I think you're falling into Plug N' Play Magic syndrome. This is where you want magic, so we add magic to our world (medieval in this case) - and now it's awesome, right? But you can't ignore the implications of magic - let's look at an actual example.
The Elemental Knight.
So I have a knight. Now let's make his armor stronger (earth), but make him faster by enchanting his boots (air). And let's give him two swords because dual-wielding is cool, one enchanted with fire and one with water (chilled to ice). And now we have a super fast, super tough guy wading through the battlefield, cooking other knights in their armor and freezing peasants. And your reaction is "That's awesome!" right?
And now we run into the problem with PNP Magic, and that's that it doesn't hold up to critical thinking. I mean, think about what we have for the above: super strong materials, a source of heat, and a source of water. Which means that realistically, the wizard who enchanted all that stuff should be making a better use of his time and create an Elemental Steam Tank. And now Elemental Knight is Elemental Tank Driver, which while cool isn't really what you're going for. You might think you can avoid this because the steam engine wasn't invented yet, but consider that Romans experimented with steam power. If they had magic to help power it, it probably would have happened almost 2,000 years earlier.
The fact is that technology drives design, and your tech (magic in this case) is going to impact whether or not shields are useful. You can't just ignore it because you assume it's going to be an arms race where things cancel out.
Now, there's nothing wrong with PNP Magic if that's what you're going for, and it doesn't prevent your story from being enjoyable. But in that case you might as well throw your hands in the air and use shields just because. So let's look at ways magic could make shields viable.
The problem with shields
In our reality, the problem with shields is the weight/effectiveness ratio isn't great for knights. If you make it big and strong enough to be useful, you can't carry the thing around. Make it light enough to use, and it's too small or weak to be effective. Magic can help this in several ways - stronger materials? Now you can have a big wooden shield that will hold up to another knight's blows, and suddenly our equation has changed - maybe it does make sense to carry that shield.

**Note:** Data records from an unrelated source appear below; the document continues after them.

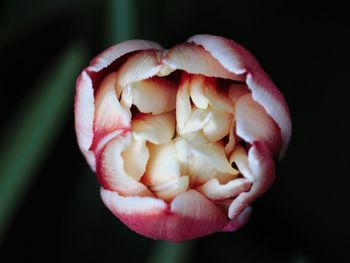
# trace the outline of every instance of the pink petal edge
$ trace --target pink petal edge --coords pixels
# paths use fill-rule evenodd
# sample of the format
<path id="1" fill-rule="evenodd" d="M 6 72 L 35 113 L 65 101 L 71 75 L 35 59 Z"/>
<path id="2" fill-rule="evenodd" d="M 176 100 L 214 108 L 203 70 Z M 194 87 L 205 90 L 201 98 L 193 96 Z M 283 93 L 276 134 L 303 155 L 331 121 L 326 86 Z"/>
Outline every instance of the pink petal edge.
<path id="1" fill-rule="evenodd" d="M 252 187 L 248 192 L 241 193 L 229 207 L 228 217 L 236 218 L 255 199 L 261 196 L 275 180 L 275 164 L 269 149 L 265 144 L 253 142 L 248 152 L 248 161 L 251 170 Z"/>
<path id="2" fill-rule="evenodd" d="M 110 64 L 112 64 L 113 61 L 118 59 L 119 57 L 136 51 L 136 50 L 147 50 L 147 49 L 156 49 L 161 50 L 162 46 L 160 46 L 158 43 L 148 41 L 148 40 L 127 40 L 124 42 L 121 42 L 119 44 L 116 44 L 114 46 L 111 46 L 110 48 L 107 48 L 102 53 L 97 55 L 90 63 L 88 67 L 88 71 L 91 72 L 98 72 L 101 69 L 104 69 L 108 67 Z"/>
<path id="3" fill-rule="evenodd" d="M 237 217 L 231 219 L 221 231 L 233 232 L 243 227 L 245 224 L 247 224 L 252 211 L 253 209 L 251 206 L 246 207 Z"/>
<path id="4" fill-rule="evenodd" d="M 283 157 L 292 129 L 288 106 L 254 56 L 233 40 L 219 36 L 195 35 L 188 42 L 203 46 L 227 70 L 237 75 L 247 74 L 246 83 L 252 91 L 253 99 L 265 108 L 281 129 L 282 146 L 279 157 Z"/>
<path id="5" fill-rule="evenodd" d="M 92 81 L 84 70 L 79 75 L 76 83 L 74 103 L 75 131 L 81 152 L 84 154 L 91 169 L 96 171 L 95 155 L 89 150 L 93 139 L 94 100 Z"/>
<path id="6" fill-rule="evenodd" d="M 155 42 L 146 40 L 129 40 L 114 45 L 96 56 L 90 65 L 80 73 L 77 79 L 74 103 L 75 130 L 78 146 L 93 171 L 96 171 L 96 160 L 94 154 L 89 149 L 93 141 L 95 98 L 94 87 L 92 86 L 89 72 L 98 72 L 108 67 L 113 61 L 127 53 L 146 49 L 160 50 L 162 47 Z"/>
<path id="7" fill-rule="evenodd" d="M 271 116 L 251 94 L 241 96 L 235 110 L 237 135 L 248 143 L 264 143 L 275 157 L 281 147 L 281 132 Z"/>
<path id="8" fill-rule="evenodd" d="M 133 231 L 153 239 L 181 242 L 224 229 L 226 215 L 195 190 L 170 204 L 153 197 L 123 197 L 101 188 L 104 204 Z"/>

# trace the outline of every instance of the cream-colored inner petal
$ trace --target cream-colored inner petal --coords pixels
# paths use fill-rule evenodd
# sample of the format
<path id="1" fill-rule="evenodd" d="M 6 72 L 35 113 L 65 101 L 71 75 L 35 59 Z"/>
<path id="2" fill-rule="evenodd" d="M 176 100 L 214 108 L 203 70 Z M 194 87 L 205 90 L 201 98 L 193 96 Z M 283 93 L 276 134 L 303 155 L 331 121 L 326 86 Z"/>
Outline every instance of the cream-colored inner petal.
<path id="1" fill-rule="evenodd" d="M 249 190 L 247 154 L 235 132 L 235 103 L 249 93 L 245 84 L 223 88 L 214 77 L 185 72 L 180 80 L 167 77 L 174 70 L 158 67 L 158 60 L 159 54 L 138 53 L 111 75 L 113 107 L 132 118 L 131 139 L 118 161 L 123 180 L 129 177 L 165 201 L 190 189 L 215 201 Z M 98 101 L 97 112 L 108 112 L 112 101 Z"/>

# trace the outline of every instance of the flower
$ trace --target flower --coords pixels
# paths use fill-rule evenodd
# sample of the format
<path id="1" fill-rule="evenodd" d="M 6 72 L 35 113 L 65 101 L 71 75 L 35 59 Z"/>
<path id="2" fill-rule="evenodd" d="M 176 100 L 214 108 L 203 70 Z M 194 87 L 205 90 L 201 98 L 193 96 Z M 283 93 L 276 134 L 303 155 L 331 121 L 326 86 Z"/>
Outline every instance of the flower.
<path id="1" fill-rule="evenodd" d="M 291 135 L 285 100 L 256 59 L 212 35 L 102 52 L 77 79 L 75 128 L 110 211 L 174 242 L 243 226 Z"/>

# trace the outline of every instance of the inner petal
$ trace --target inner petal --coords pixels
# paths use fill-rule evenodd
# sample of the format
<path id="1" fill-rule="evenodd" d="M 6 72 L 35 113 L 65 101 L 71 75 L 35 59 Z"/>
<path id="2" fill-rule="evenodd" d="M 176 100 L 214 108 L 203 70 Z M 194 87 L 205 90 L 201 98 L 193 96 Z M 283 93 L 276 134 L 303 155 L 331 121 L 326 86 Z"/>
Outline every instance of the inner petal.
<path id="1" fill-rule="evenodd" d="M 154 144 L 170 142 L 175 134 L 175 112 L 160 115 L 138 114 L 132 123 L 133 137 Z"/>
<path id="2" fill-rule="evenodd" d="M 137 156 L 137 158 L 134 158 Z M 139 181 L 146 171 L 149 151 L 145 140 L 132 140 L 122 152 L 126 173 Z"/>
<path id="3" fill-rule="evenodd" d="M 181 173 L 190 175 L 191 185 L 200 185 L 211 178 L 226 182 L 238 171 L 228 163 L 222 146 L 200 134 L 188 134 L 175 140 Z"/>
<path id="4" fill-rule="evenodd" d="M 219 141 L 230 133 L 232 122 L 233 114 L 211 111 L 210 119 L 203 127 L 203 133 L 210 141 Z"/>
<path id="5" fill-rule="evenodd" d="M 115 90 L 118 98 L 130 83 L 155 76 L 160 70 L 156 50 L 146 50 L 133 54 L 117 72 Z"/>
<path id="6" fill-rule="evenodd" d="M 109 74 L 101 83 L 95 99 L 94 130 L 100 134 L 129 127 L 131 116 L 120 105 L 114 91 L 116 73 Z"/>
<path id="7" fill-rule="evenodd" d="M 177 180 L 180 177 L 180 166 L 176 158 L 173 142 L 155 145 L 149 144 L 150 158 L 143 182 L 154 186 Z"/>
<path id="8" fill-rule="evenodd" d="M 112 190 L 122 195 L 153 194 L 170 202 L 196 189 L 221 203 L 250 190 L 252 174 L 240 145 L 247 138 L 239 131 L 252 143 L 253 137 L 270 134 L 271 125 L 257 124 L 255 133 L 254 123 L 261 121 L 259 116 L 265 121 L 266 115 L 251 102 L 244 83 L 215 78 L 231 78 L 232 73 L 207 55 L 191 44 L 171 49 L 163 58 L 152 50 L 138 52 L 106 78 L 96 101 L 97 112 L 105 116 L 97 120 L 107 126 L 123 123 L 120 118 L 129 127 L 131 123 L 131 139 L 124 148 L 114 152 L 108 148 L 117 158 L 113 163 L 106 157 L 104 163 Z M 109 108 L 113 110 L 108 112 Z M 246 121 L 246 116 L 252 120 Z"/>
<path id="9" fill-rule="evenodd" d="M 209 106 L 218 111 L 234 112 L 231 99 L 225 91 L 221 91 L 215 78 L 202 75 L 191 77 L 190 96 L 198 108 L 206 109 Z"/>
<path id="10" fill-rule="evenodd" d="M 133 103 L 145 113 L 160 114 L 174 110 L 176 92 L 174 83 L 159 77 L 132 84 Z"/>
<path id="11" fill-rule="evenodd" d="M 198 187 L 197 191 L 201 192 L 209 199 L 222 200 L 235 197 L 247 191 L 250 186 L 251 182 L 245 178 L 231 180 L 225 184 L 220 184 L 217 178 L 213 178 Z"/>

Another possibility is versatility. This depends on your enchanting system, but consider that maybe items can only be enchanted so far, and there's a lot of enchantments you want to put on armor, right? Beyond making it stronger you might want to make it self-cooling, self-repairing, summonable, operates in water... there's a long list. But a shield is pretty much just a shield - you can make that thing as tough as possible given your constraints. So maybe with magic it's not the case that a knight's armor can take the same blows a shield can - maybe your shield is much more effective at stopping blows, and the armor is there to keep you alive when you mess up.